In petroleum well drilling operations, as well as other types of wells, a hole is bored into the earth, typically by a drill bit. Drilling mud is generally circulated in and out of the well to carry away the debris from the hole being drilled. The debris, such as rock, shell etc., being returned to the surface for removal is called drill cuttings. Although the drilling fluids, or mud as it is called, also perform other tasks, due to their complex formulation, the mud is still a contaminant to the environment. Once the contaminated (mud-coated) drill cuttings and drilling fluids are circulated out of the well, the contaminated fluid and drill cuttings are pumped or otherwise conveyed to a shale shaker (many commercial types are available and well known to those skilled within the art), whereby the contaminant fluid and drill cuttings pass over a screen on the shale shakers and other fluid cleaning equipment, thus separating substantially all of the drilling fluid from the drill cuttings. However, the residual fluid left on the drill cuttings separated from the drilling fluid is still a contaminant to the environment and must be handled in an environmentally safe way. The prior art teaches and discloses a great many methods and apparatus for handling, conveying, transporting, cleaning, drying, grinding, and injecting the contaminated drill cuttings and residual fluids. Many industries completely unrelated to the petroleum drilling industry utilize vacuum hoppers, mechanical discharge hoppers and cuttings boxes for accumulating and transporting cuttings materials. Often such systems are bulky and require a great deal of storage space. In locations such as off shore drilling platforms such storage space is always scarce.
Cuttings grinding and disposal systems taught by the prior art, although much improved over the years, still require a significant complication of valves, manifolds, shakers, pumps, adjustable jets, etc., and several skid modules such as conveying and holding and circulating system skids, as well as a separate injection pump skid. The resulting systems perform very well in many cases, but require a good many highly trained operators to set up, operate, and maintain, have high operating costs, and use considerably more deck space than is now believed to be necessary.
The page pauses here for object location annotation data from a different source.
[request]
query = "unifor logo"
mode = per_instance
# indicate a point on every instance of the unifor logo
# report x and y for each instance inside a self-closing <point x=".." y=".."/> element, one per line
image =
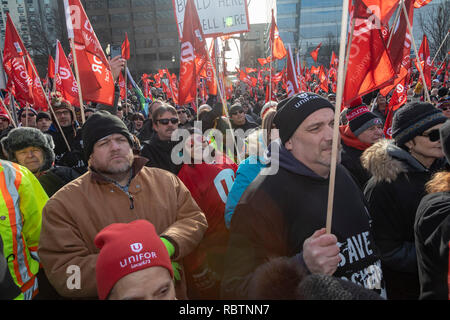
<point x="136" y="247"/>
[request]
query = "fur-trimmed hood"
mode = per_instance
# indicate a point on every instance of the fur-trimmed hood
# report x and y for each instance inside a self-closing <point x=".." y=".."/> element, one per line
<point x="386" y="161"/>
<point x="24" y="137"/>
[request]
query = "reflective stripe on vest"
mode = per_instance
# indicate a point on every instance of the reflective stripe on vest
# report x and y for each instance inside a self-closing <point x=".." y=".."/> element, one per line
<point x="10" y="179"/>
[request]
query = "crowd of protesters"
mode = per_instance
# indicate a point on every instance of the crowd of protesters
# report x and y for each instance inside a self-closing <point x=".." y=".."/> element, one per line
<point x="125" y="207"/>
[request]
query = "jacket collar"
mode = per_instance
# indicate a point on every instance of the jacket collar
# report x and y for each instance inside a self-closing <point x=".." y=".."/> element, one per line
<point x="138" y="163"/>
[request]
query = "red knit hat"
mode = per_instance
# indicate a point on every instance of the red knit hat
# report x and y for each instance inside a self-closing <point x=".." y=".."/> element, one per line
<point x="126" y="248"/>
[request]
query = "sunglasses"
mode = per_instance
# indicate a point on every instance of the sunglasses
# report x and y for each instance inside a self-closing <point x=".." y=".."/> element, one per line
<point x="29" y="115"/>
<point x="236" y="112"/>
<point x="166" y="121"/>
<point x="433" y="135"/>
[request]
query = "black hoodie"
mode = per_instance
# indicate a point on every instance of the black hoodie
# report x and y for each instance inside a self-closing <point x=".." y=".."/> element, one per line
<point x="277" y="213"/>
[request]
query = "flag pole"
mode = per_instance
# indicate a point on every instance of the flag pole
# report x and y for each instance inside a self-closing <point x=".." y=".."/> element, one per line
<point x="432" y="61"/>
<point x="425" y="88"/>
<point x="75" y="65"/>
<point x="224" y="105"/>
<point x="397" y="16"/>
<point x="49" y="105"/>
<point x="9" y="114"/>
<point x="339" y="94"/>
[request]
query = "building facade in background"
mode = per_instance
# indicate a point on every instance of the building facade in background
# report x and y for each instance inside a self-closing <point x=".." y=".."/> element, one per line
<point x="151" y="29"/>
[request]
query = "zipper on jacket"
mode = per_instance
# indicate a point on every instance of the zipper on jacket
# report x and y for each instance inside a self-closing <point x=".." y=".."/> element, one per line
<point x="131" y="201"/>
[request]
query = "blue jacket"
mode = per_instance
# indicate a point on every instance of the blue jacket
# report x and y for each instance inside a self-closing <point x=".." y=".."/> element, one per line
<point x="246" y="173"/>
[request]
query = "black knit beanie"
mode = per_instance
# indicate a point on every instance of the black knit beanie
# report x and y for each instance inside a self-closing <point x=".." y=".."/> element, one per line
<point x="413" y="119"/>
<point x="99" y="125"/>
<point x="360" y="119"/>
<point x="294" y="110"/>
<point x="445" y="139"/>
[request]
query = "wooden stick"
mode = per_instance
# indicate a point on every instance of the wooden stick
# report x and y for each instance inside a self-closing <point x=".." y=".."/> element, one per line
<point x="432" y="61"/>
<point x="391" y="33"/>
<point x="425" y="88"/>
<point x="224" y="105"/>
<point x="75" y="65"/>
<point x="50" y="106"/>
<point x="339" y="94"/>
<point x="9" y="114"/>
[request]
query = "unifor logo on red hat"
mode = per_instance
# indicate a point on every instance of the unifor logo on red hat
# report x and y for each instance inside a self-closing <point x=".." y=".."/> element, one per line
<point x="136" y="247"/>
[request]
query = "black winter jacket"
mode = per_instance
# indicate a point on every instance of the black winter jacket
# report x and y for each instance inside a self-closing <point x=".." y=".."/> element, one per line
<point x="277" y="213"/>
<point x="432" y="237"/>
<point x="394" y="191"/>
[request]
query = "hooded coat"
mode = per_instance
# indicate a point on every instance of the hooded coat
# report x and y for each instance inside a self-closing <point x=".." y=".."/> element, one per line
<point x="394" y="191"/>
<point x="277" y="213"/>
<point x="432" y="238"/>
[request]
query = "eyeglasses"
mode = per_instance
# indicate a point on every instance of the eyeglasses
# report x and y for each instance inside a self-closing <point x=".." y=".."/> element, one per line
<point x="166" y="121"/>
<point x="433" y="135"/>
<point x="24" y="115"/>
<point x="236" y="112"/>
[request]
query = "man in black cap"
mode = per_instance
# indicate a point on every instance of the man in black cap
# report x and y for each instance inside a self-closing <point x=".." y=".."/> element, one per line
<point x="364" y="128"/>
<point x="400" y="168"/>
<point x="118" y="188"/>
<point x="285" y="214"/>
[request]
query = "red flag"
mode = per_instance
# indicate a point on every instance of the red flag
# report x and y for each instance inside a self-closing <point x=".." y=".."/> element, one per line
<point x="278" y="48"/>
<point x="323" y="79"/>
<point x="126" y="48"/>
<point x="398" y="99"/>
<point x="210" y="79"/>
<point x="400" y="45"/>
<point x="334" y="60"/>
<point x="192" y="46"/>
<point x="51" y="67"/>
<point x="174" y="88"/>
<point x="291" y="77"/>
<point x="96" y="80"/>
<point x="264" y="61"/>
<point x="425" y="61"/>
<point x="369" y="66"/>
<point x="65" y="82"/>
<point x="315" y="52"/>
<point x="421" y="3"/>
<point x="123" y="90"/>
<point x="20" y="84"/>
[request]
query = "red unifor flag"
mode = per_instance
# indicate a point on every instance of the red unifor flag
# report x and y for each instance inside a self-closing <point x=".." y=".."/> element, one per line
<point x="315" y="52"/>
<point x="398" y="99"/>
<point x="65" y="81"/>
<point x="39" y="99"/>
<point x="20" y="84"/>
<point x="400" y="45"/>
<point x="96" y="80"/>
<point x="369" y="65"/>
<point x="123" y="90"/>
<point x="264" y="61"/>
<point x="278" y="48"/>
<point x="421" y="3"/>
<point x="126" y="48"/>
<point x="51" y="67"/>
<point x="425" y="61"/>
<point x="210" y="79"/>
<point x="291" y="76"/>
<point x="323" y="79"/>
<point x="192" y="46"/>
<point x="174" y="88"/>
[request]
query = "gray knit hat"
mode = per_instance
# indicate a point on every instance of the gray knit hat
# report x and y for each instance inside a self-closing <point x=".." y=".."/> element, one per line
<point x="24" y="137"/>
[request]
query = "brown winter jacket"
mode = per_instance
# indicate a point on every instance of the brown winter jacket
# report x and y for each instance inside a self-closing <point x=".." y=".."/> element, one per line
<point x="77" y="212"/>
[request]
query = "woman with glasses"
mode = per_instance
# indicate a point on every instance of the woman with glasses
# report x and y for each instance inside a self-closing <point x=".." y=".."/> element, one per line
<point x="209" y="175"/>
<point x="400" y="169"/>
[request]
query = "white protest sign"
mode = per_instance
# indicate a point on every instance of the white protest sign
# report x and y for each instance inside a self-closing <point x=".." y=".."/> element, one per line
<point x="217" y="17"/>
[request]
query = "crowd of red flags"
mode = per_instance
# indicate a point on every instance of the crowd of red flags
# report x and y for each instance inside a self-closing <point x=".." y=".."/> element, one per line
<point x="379" y="58"/>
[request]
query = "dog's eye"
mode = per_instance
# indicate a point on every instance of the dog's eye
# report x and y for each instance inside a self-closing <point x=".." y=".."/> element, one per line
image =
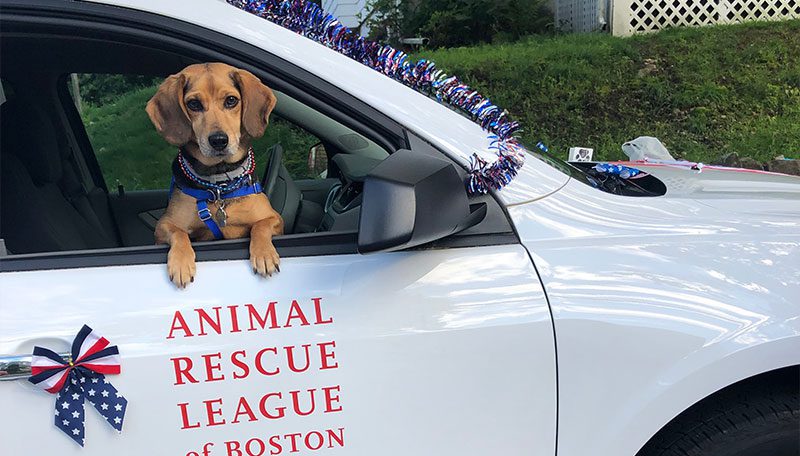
<point x="194" y="105"/>
<point x="231" y="101"/>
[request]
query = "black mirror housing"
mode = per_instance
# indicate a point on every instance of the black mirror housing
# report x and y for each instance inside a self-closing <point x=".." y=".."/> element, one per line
<point x="411" y="199"/>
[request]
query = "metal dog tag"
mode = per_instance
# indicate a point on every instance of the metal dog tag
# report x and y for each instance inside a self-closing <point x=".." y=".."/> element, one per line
<point x="221" y="216"/>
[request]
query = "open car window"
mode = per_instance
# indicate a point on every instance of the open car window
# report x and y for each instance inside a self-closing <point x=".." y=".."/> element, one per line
<point x="61" y="204"/>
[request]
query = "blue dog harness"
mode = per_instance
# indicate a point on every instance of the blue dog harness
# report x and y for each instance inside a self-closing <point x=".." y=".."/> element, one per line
<point x="216" y="191"/>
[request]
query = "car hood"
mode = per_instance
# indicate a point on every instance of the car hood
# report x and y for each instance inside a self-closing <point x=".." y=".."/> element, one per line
<point x="697" y="181"/>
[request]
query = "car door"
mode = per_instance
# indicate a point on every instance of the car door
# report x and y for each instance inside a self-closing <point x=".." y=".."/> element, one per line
<point x="444" y="349"/>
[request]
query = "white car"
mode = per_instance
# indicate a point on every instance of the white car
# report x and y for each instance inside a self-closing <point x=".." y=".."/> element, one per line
<point x="552" y="317"/>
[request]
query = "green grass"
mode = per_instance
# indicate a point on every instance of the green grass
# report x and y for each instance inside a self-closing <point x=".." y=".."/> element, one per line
<point x="714" y="90"/>
<point x="130" y="151"/>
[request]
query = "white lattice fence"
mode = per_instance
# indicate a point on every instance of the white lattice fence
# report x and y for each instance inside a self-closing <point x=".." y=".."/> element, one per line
<point x="637" y="16"/>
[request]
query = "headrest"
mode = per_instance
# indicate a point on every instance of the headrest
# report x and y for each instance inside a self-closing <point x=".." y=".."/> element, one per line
<point x="27" y="133"/>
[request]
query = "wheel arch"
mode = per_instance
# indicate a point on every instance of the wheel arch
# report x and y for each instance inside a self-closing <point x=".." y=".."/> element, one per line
<point x="788" y="376"/>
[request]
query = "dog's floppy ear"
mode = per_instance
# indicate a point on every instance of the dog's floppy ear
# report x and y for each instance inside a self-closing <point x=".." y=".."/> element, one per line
<point x="258" y="101"/>
<point x="167" y="113"/>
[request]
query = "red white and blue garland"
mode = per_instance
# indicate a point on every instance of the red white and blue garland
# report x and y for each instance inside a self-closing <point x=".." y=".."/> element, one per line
<point x="81" y="377"/>
<point x="309" y="20"/>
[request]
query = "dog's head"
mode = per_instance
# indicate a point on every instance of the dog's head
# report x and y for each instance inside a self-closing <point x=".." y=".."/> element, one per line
<point x="215" y="106"/>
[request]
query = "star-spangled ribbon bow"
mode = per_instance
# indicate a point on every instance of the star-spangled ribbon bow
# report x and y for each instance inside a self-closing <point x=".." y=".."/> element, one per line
<point x="78" y="378"/>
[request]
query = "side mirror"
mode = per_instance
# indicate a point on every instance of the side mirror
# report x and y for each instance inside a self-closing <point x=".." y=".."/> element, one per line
<point x="411" y="199"/>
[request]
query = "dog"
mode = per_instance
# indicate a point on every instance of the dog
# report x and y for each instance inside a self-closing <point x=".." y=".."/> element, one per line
<point x="212" y="112"/>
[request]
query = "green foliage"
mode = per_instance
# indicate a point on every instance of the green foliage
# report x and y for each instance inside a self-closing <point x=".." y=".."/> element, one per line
<point x="703" y="91"/>
<point x="449" y="23"/>
<point x="130" y="151"/>
<point x="99" y="89"/>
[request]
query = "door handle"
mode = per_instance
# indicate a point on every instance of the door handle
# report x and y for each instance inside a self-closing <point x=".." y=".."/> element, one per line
<point x="18" y="367"/>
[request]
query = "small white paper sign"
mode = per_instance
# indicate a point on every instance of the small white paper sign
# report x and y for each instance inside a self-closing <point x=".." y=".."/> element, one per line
<point x="580" y="154"/>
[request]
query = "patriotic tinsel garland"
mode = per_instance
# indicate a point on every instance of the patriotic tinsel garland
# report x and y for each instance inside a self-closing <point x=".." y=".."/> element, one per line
<point x="309" y="20"/>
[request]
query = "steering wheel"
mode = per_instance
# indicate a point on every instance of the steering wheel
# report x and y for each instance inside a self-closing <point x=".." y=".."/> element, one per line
<point x="271" y="172"/>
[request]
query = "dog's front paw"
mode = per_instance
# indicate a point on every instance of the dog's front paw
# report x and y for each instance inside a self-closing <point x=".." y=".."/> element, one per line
<point x="264" y="259"/>
<point x="181" y="266"/>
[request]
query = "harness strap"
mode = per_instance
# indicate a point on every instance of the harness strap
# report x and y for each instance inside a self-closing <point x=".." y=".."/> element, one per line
<point x="203" y="197"/>
<point x="205" y="215"/>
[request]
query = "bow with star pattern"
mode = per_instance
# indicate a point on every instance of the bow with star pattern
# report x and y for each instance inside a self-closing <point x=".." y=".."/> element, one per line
<point x="80" y="377"/>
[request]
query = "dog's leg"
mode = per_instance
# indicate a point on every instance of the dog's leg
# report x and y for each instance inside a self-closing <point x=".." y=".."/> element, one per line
<point x="263" y="255"/>
<point x="181" y="259"/>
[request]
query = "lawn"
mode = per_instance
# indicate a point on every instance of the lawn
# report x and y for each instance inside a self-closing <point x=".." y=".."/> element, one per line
<point x="703" y="91"/>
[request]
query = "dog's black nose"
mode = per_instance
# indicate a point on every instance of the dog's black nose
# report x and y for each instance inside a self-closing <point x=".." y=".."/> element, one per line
<point x="218" y="140"/>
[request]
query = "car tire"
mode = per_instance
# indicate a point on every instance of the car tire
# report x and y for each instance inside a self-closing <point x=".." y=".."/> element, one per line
<point x="758" y="420"/>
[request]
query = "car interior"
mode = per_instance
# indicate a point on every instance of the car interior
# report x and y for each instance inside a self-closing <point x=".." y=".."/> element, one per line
<point x="53" y="195"/>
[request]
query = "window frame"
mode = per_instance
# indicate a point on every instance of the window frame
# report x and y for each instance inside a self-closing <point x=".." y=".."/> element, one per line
<point x="110" y="23"/>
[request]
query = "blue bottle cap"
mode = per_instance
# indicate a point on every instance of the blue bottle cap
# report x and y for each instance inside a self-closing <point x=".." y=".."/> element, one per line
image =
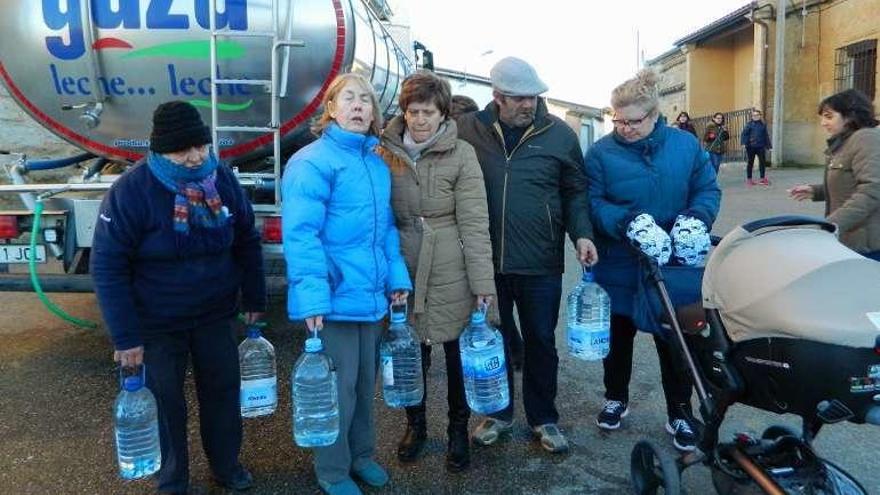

These systems require constant monitoring and/or the use of highly complicated computer automation requiring highly trained technicians. The older, less complicated cuttings grinding and disposal systems were unable to handle the volume of large bore holes and their process rates. These older systems often lacked the secondary shale shakers, manifolds, and adjustable jets necessary to minimize the shut down times needed for cleaning out the unground cuttings from the grinding pumps. Further, manifolds/valves wore out or plugged quickly.
Poor visibility of the cuttings transfer decontamination process hampers the ability of the operator to control the various operations in time to prevent costly shutdowns. The prior art for the most part felt that it was best to completely seal the top of the grinding unit and vacuum the cuttings into the grinding tank with fluid already in it. While at first this seems like a good solution, the problem that results is that the operator cannot see the slurry that is created by grinding the cuttings in fluid. As described above, without being able to see the slurry thickening occurs and the operator is unable to determine how much fluid is required to maintain a proper mixture. Others have solved this problem by adding a second grinding tank with an open top merely for grinding the cuttings. Therefore, the primary, completely covered grinding tank becomes a transfer tank and the second tank becomes an unnecessary added grinding tank within the system. The ability to vacuum cuttings from several cuttings troughs requires several grinding transfer tanks. These tanks are cumbersome, require extra personnel to operate, take up space on the drilling rig which is hard to find, since drilling rigs have a limited amount of space available, and the operators still cannot see the conditions in these tanks which cause an operational nightmare to the operators and the drilling rig.
In reviewing the prior art developed to date if becomes clear that improvements are needed to overcome the disadvantages discussed above. For example, there needs to be a way to deliver the cuttings, unobstructed and at any volume, from the collection trough, via gravity or a continuous open discharge vacuum hopper that further allows gravity feeding of the cuttings thru a cuttings dryer to remove any residual drilling fluid or contaminates or gravity feed the cuttings directly into the grinding tank fluid. A more simplified transfer system is needed whereby there are no manifolds to complicate or wear out and no shale shakers to complicate or create unsafe and unclean working conditions.
The size of the grinding and holding tanks needs to be reduced or eliminated, thus allowing smaller skids to fit in the available space. The simplified cuttings grinding and disposal system should also use less electricity and provide a significant reduction in component parts and valves that complicate the system and tend to wear quickly. Such systems should require significantly less personnel to operate and be much simpler to automate. It is believed that it is now possible to provide a cuttings grinding and disposal system capable of being operated without stand-alone crews, instead utilizing personnel already aboard the rig who can provide limited amounts of time to the cuttings grinding and disposal systems.